I really wonder why people who write these things never actually show these apps they vibe coded in a week that are “better than most market leaders”.

> We’ve hit the point where asking “Which programming language should I learn?” is almost irrelevant. The real skill now is system design, architecture, DevOps, cloud — the stuff that separated juniors from seniors. That’s what’ll matter.

My UML professor said very similar things 25 years ago. You’d just draw a UML diagram, and boom! All the code would be generated. The only thing I remember from this class is how terrible she was at coding.

4 comments

> Yeah maybe. Talk is cheap, show me the code.

Or even just link the app (which the poster is presumably eager to market, right?) as a bare minimum.

If LLMs for coding were half as productive at cranking out production quality software unassisted as the astroturfed hype around them suggests we should have seen a large unmistakable wave of better, faster-released software by now just in the output of software companies, startups, etc, but beyond the hype blogs (or reddit posts) I'm not seeing anything other than the status quo.

I'm not saying LLMs are worthless, they are pretty useful as advanced autocomplete and documentation that you can also happen to ask things in natural languages and get reasonable results (so long as you already have a solid enough base of knowledge to recognize when they are going off the rails). They can be very useful productivity speed-up tools, especially when you start working in a new realm.

But there's a long way from that to the "replaces 90% of all developers in writing 100% of their code" that is being sold in the hype.

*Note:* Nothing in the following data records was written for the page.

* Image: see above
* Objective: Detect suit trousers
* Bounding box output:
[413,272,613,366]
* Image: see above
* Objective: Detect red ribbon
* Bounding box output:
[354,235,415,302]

Claude Code has been out for a decent amount of time. How long until we have a completely vibe-coded web browser? Linux replacement? New programming language that solves all our previous problems? Serenity was able to make a decent amount of progress with a small team in a few years, so with a 10x productivity improvement surely we'll see fully polished and complete products in the next year. Surely we'll see FAANG become more productive. Surely we'll see new unicorns come to unseat stagnating giants.
> Fully reviewed

Reviewed by a bot (that wrote it no less) is not reviewed. This person is not a software engineer.

> My UML professor said very similar things 25 years ago.

Yeah, it feels like a lot of these stories are the new version of the methodology / database / framework hype we've seen for so many years... with our new tool, you can write Reddit / Yelp / Wikipedia / S3 / etc. in a week. Sure, you can write a prototype that kind of replicates the surface level functionality. How about the actual hard part? Things like scaling, optimization of computing resources across large fleets, evolution of the system to attract more customers, fighting spam, increasingly complicated integrations with 3rd parties, maintenance, etc.

So much of this will turn out like all those things we've seen before. It will take skilled engineers doing a lot of thinking to figure out the right way to leverage the tools to make better systems for less.

I think on it from the perspective that Claude can already replace the majority of methodology zealots because it is intellectually on par with them. (in coding)
I’m always a little surprised when LinkedIn-style posts like this make it on Reddit.